Avast and French police disinfect 850,000 PCs with Retadup malware after seizing command-and-control servers

Design error in Retadup's command-and-control server enabled security specialists to remotely remove the malware

The French National Gendarmerie, with help from anti-virus software maker Avast, has eliminated a botnet of 850,000 computers infected with the Retadup malware.

According to Avast, a design error in the communication protocol of Retadup's command and control (C&C) server enabled its security experts to remove the malware from infected machines and to dismantle the entire malware botnet.

The Retadup malware was first spotted in 2017, when it was just a simple Trojan that attempted to collect information about infected machines, sending the details to a remote server.

The most notable feature of the earlier versions of the malware was its worm-like propagation.

But in recent years, the operators of Retadup have added several new features to the malware, such as downloading and running a Monero crypto-currency miner.

A few months back, Avast researchers started to examine the Retadup malware in detail. They found that most of the malware's infrastructure, including its command-and-control servers, was located in France.

The researchers also discovered that a design flaw in Retadup's communication protocol could be exploited to remove the malware from infected machines worldwide.

Avast then approached French authorities to seek their help in seizing the malware's command-and-control servers.
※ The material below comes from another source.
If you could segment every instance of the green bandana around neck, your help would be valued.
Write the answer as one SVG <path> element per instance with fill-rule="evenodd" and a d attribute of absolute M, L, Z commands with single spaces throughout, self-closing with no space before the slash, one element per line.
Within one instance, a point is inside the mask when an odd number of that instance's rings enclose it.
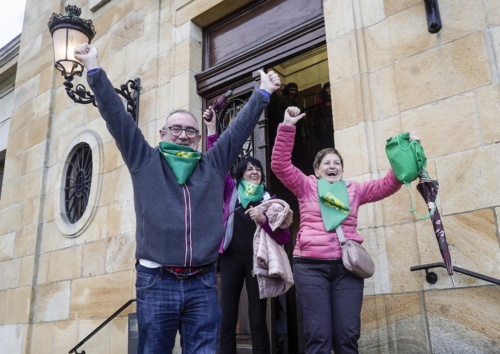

In July, the French police received a green light from public prosecutors, meaning they could legally proceed with the operation.

The police then seized the Retadup servers and replaced them with a disinfection server that instructed any infected host that communicated with the server to remove the malware.

According to Avast, more than 850,000 infected computers communicated with the Retadup servers from 2^nd July to 19^th August in order to receive new commands from the malware operators.

Avast found that most of the computers infected by Retadup were located in Latin America, including Peru, Venezuela, Ecuador, Bolivia, Mexico, Argentina, Colombia, and Cuba.

The primary reason behind the Retadup infection growing to such a large scale was that nearly 85 per cent of all infected systems never used antivirus software - not even free anti-virus, from companies such as Avast, Microsoft or Check Point Software's ZoneAlarm, enabling the malware to operate undetected and unchecked.

Part of the botnet infrastructure was also located in the US, which was taken over by the FBI on 8^th July.

According to Avast, Retadup's creators have now completely lost control over their botnet.